Faure, Agbéyomé et Fabre…ensemble sur la TVT !

Il va être 20h. Je n’aime pas trop regarder la télévision nationale, elle m’ennuie. Mais avec le confinement, mes habitudes ont changé. Je tourne donc le bouton de mon poste, le jingle qui annonce le journal passe, passe et passe. Les premières images apparaissent et qu’est-ce que je vois ? Je n’en crois pas mes yeux !

 

 

Le président Faure Gnassingbé debout devant les caméras. A ses côtés, il y a le candidat du Saint-Esprit Agbéyomé, l’opposant le plus charismatique Jean-Pierre Fabre et un vieil homme en soutane, portant une calotte sur la tête ; c’est bien Monseigneur Kpodzro. Ah, il y a Nathaniel Olympio aussi, le monsieur très catégorique du Parti des Togolais. C’est à n’y rien comprendre. Pêle-mêle, je vois également madame Adjamagbo, Agboyibo, Apévon, Gerry Taama et d’autres leaders politiques.

 

Faure prend la parole, salue les Togolaises et Togolais. Il entame un long discours sur la crise du coronavirus.
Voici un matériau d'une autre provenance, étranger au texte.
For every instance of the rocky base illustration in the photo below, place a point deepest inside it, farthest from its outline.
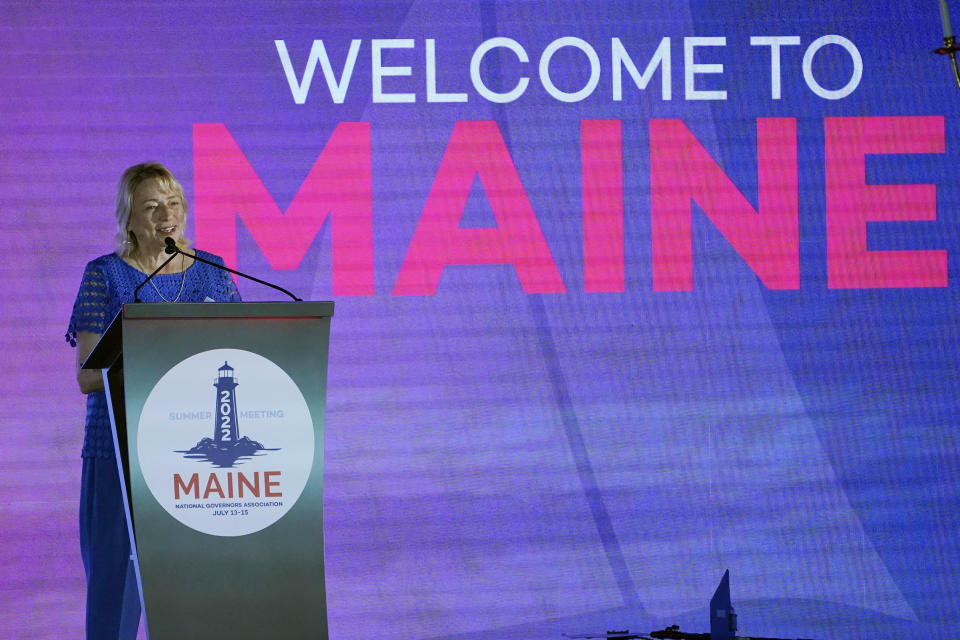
(224, 454)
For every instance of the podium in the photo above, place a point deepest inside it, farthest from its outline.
(218, 415)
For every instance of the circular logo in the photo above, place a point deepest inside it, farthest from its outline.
(225, 442)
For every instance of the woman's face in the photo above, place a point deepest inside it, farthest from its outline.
(157, 213)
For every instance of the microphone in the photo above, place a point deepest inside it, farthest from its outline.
(173, 250)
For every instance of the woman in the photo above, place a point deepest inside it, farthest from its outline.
(150, 208)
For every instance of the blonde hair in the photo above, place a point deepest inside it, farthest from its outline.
(132, 178)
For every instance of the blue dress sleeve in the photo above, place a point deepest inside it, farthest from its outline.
(223, 284)
(90, 307)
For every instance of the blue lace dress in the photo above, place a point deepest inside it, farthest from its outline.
(113, 602)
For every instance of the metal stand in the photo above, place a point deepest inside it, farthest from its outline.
(950, 48)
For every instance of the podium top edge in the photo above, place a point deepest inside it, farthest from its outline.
(227, 309)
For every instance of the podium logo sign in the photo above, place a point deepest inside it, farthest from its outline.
(226, 442)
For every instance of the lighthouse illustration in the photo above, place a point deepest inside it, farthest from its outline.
(226, 448)
(225, 430)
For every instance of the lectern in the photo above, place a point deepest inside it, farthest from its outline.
(218, 421)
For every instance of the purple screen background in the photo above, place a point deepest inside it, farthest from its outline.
(502, 464)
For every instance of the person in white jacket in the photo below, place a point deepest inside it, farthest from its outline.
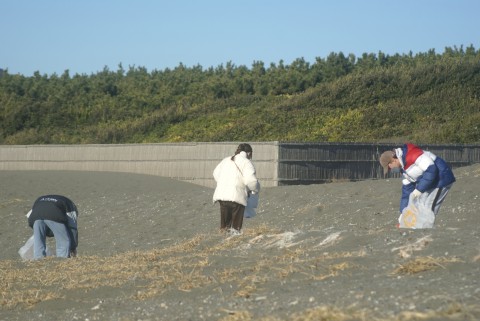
(236, 180)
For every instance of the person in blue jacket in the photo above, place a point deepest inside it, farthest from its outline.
(54, 216)
(425, 175)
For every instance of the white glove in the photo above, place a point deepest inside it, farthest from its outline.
(416, 193)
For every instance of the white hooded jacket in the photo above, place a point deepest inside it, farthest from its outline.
(235, 179)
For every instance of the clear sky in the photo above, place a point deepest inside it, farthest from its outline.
(84, 36)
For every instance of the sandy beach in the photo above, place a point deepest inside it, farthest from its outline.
(150, 249)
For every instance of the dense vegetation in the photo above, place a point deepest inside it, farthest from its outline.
(423, 97)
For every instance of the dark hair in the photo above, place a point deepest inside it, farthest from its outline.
(243, 148)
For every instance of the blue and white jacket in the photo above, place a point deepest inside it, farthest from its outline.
(422, 170)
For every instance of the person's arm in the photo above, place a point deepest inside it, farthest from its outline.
(406, 190)
(430, 173)
(250, 178)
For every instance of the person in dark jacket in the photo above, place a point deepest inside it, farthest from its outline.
(425, 175)
(54, 216)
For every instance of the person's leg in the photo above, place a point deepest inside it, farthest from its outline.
(39, 239)
(62, 239)
(237, 216)
(225, 215)
(434, 198)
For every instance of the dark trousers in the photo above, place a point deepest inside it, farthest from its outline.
(231, 215)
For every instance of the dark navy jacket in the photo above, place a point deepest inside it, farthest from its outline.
(55, 208)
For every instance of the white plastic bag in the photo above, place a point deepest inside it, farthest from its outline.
(416, 215)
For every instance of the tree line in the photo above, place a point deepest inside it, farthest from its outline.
(424, 97)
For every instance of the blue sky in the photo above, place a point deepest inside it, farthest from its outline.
(84, 36)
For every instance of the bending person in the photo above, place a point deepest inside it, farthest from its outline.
(54, 216)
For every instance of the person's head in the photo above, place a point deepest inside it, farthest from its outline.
(389, 160)
(244, 148)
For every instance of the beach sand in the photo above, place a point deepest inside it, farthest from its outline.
(150, 249)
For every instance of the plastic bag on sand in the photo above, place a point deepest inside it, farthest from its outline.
(416, 215)
(26, 251)
(252, 204)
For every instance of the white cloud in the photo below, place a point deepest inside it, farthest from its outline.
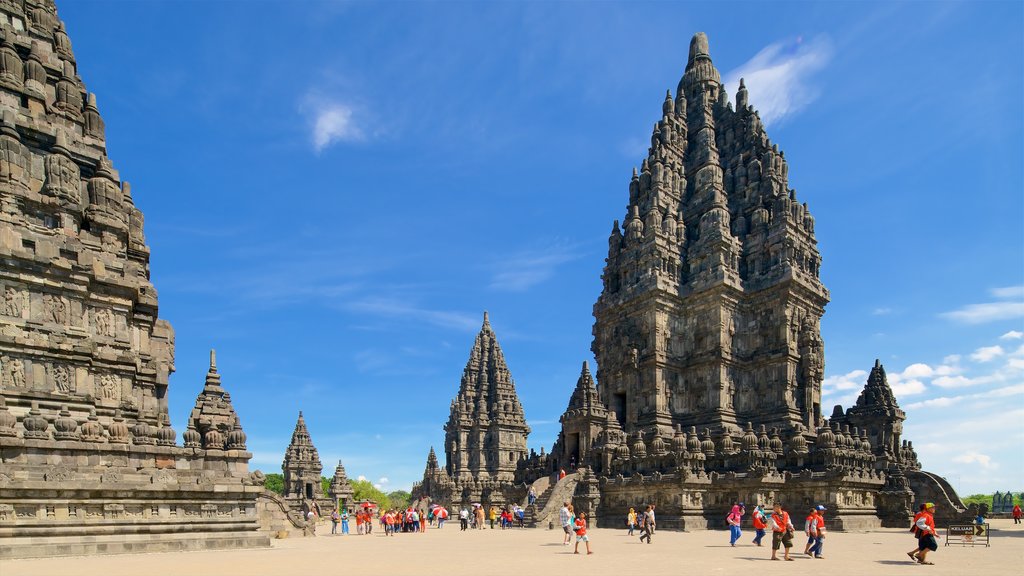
(987, 354)
(778, 78)
(1009, 292)
(918, 371)
(1011, 307)
(527, 269)
(983, 460)
(908, 387)
(952, 381)
(331, 121)
(848, 381)
(395, 307)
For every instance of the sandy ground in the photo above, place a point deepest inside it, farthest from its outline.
(540, 551)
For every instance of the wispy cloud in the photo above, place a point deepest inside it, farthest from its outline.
(1012, 306)
(529, 268)
(1009, 292)
(779, 78)
(987, 354)
(393, 307)
(331, 121)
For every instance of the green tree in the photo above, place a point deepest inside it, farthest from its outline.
(365, 490)
(399, 498)
(274, 483)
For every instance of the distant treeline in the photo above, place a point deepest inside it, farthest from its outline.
(365, 490)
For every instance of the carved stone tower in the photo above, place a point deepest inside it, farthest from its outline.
(302, 468)
(91, 463)
(485, 435)
(711, 306)
(878, 412)
(583, 420)
(341, 491)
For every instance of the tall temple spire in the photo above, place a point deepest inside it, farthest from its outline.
(710, 229)
(302, 466)
(486, 430)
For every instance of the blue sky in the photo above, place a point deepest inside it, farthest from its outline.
(335, 193)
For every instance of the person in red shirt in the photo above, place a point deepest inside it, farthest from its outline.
(581, 530)
(925, 522)
(781, 531)
(819, 530)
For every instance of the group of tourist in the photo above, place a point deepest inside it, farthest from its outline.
(644, 521)
(506, 517)
(573, 524)
(364, 521)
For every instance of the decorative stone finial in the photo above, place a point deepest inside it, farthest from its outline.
(698, 47)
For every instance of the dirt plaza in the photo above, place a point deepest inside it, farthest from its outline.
(452, 552)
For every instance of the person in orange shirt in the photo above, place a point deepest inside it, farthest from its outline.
(781, 531)
(926, 533)
(581, 530)
(819, 531)
(913, 528)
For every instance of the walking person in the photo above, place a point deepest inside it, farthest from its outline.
(781, 531)
(565, 519)
(647, 524)
(819, 536)
(581, 531)
(927, 535)
(478, 517)
(734, 520)
(760, 523)
(811, 529)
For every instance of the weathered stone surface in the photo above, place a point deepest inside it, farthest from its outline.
(708, 340)
(710, 320)
(485, 435)
(88, 459)
(302, 467)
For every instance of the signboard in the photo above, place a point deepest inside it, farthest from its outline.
(968, 535)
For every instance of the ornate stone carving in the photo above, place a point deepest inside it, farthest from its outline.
(13, 301)
(55, 309)
(13, 372)
(62, 378)
(110, 386)
(58, 474)
(104, 322)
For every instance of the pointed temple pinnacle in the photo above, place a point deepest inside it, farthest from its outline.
(698, 48)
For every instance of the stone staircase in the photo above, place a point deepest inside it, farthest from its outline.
(549, 499)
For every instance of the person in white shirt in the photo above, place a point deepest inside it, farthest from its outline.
(565, 518)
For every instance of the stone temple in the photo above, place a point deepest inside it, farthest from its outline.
(709, 350)
(89, 461)
(485, 435)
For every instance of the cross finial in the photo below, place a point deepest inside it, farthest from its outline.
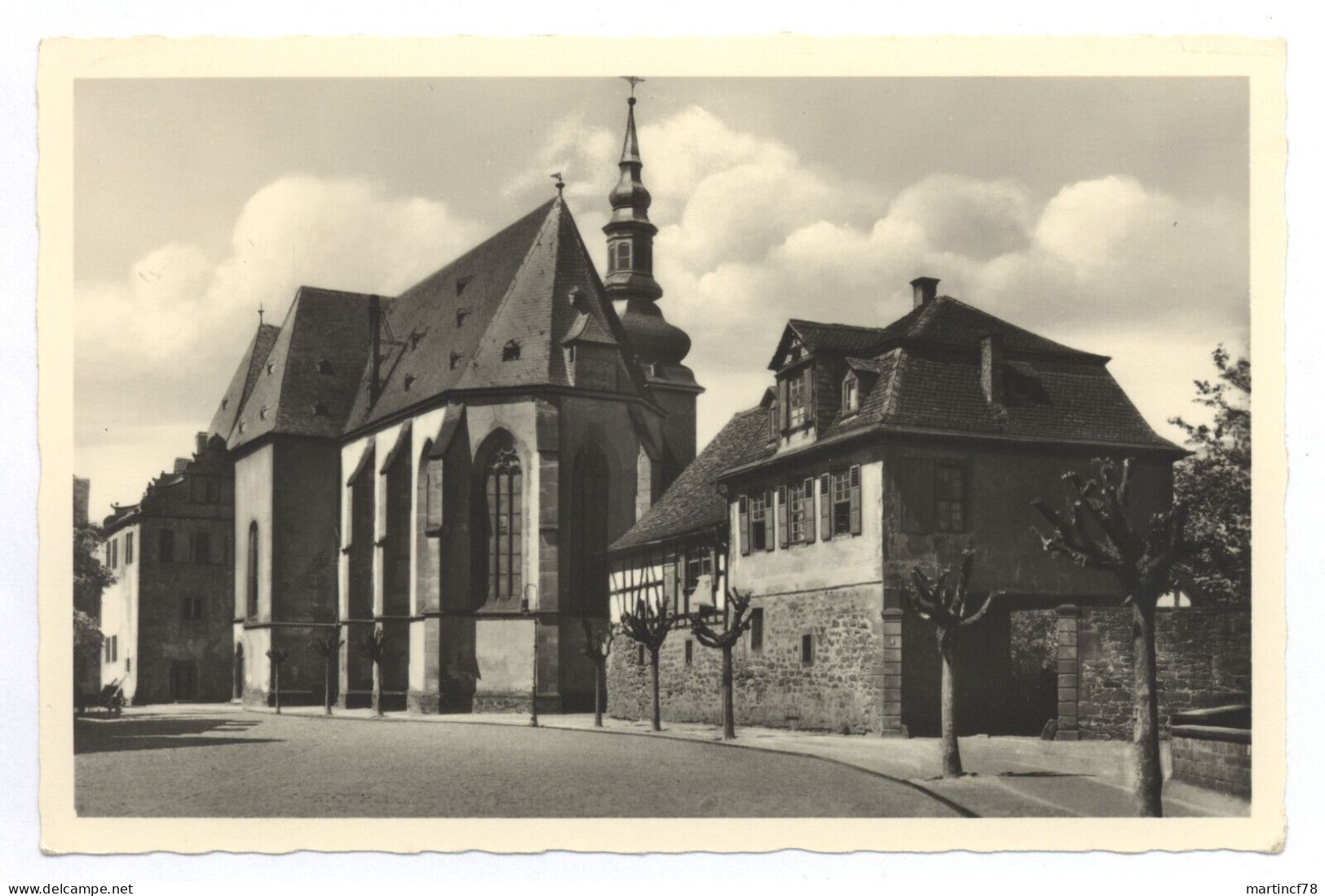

Il explique comment nous pouvons vaincre la maladie en restant à la maison, en nous lavant plusieurs fois les mains, en ne se serrant plus, en portant un cache-nez, en restant à au moins un mètre de l’autre etc.

 

 

Le journal télévisé est long, mais très intéressant. Les autres hommes politiques prennent aussi tour à tour la parole et chacun dit quelques mots sur ce que nous devons faire pour éviter de propager le Covid19. Je n’en crois pas mes oreilles !

 

Dès que le journal est fini, je sors en courant pour demander à mes voisins, si quelqu’un aussi a vu ce que je viens de voir, mais je ne trouve personne dehors ! Je m’aventure plus loin, il n’y a pas un seul oiseau. Tout le monde respecte le couvre-feu. Oui mais pourquoi je ne vois même pas les sôdja ? Le couvre-feu serait-il bien suivi à ce point ? Ne trouvant pas de réponse à ces questions, je n’ai d’autre choix que de rentrer chez moi et essayer de dormir, malgré ma grande émotion.

 

Il est 6h du matin, le jour s’est levé, et moi aussi. Je sors de la maison. Dans la rue, je vois que tout le monde porte un cache-nez. Mes voisins se tiennent tous à 3 mètres les uns des autres. Personne ne veut me serrer la main et tous éternuent dans le creux du coude. Ils sont devenus fous ou quoi ? Je vais dans le quartier voisin pour comparer. C’est la même scène qui m’accueille. C’est incroyable. Surréaliste ! Depuis quand le Togolais est si respectueux des consignes ?

 

 

Je cours jusqu’à Bè pour aller chez une dame qui a toujours refusé de faire ce que le gouvernement dit, juste parce qu’elle n’aime pas Faure. Je suis très surpris, car même elle a mis un masque et me prie de me tenir à deux mètres d’elle. Pour la pousser à parler, je lui dis quelques mots sur le président. Elle me répond en souriant que le jeune n’est pas si mal que cela, même s’il est en train de faire des mandats qu’il ne devrait faire en aucun cas.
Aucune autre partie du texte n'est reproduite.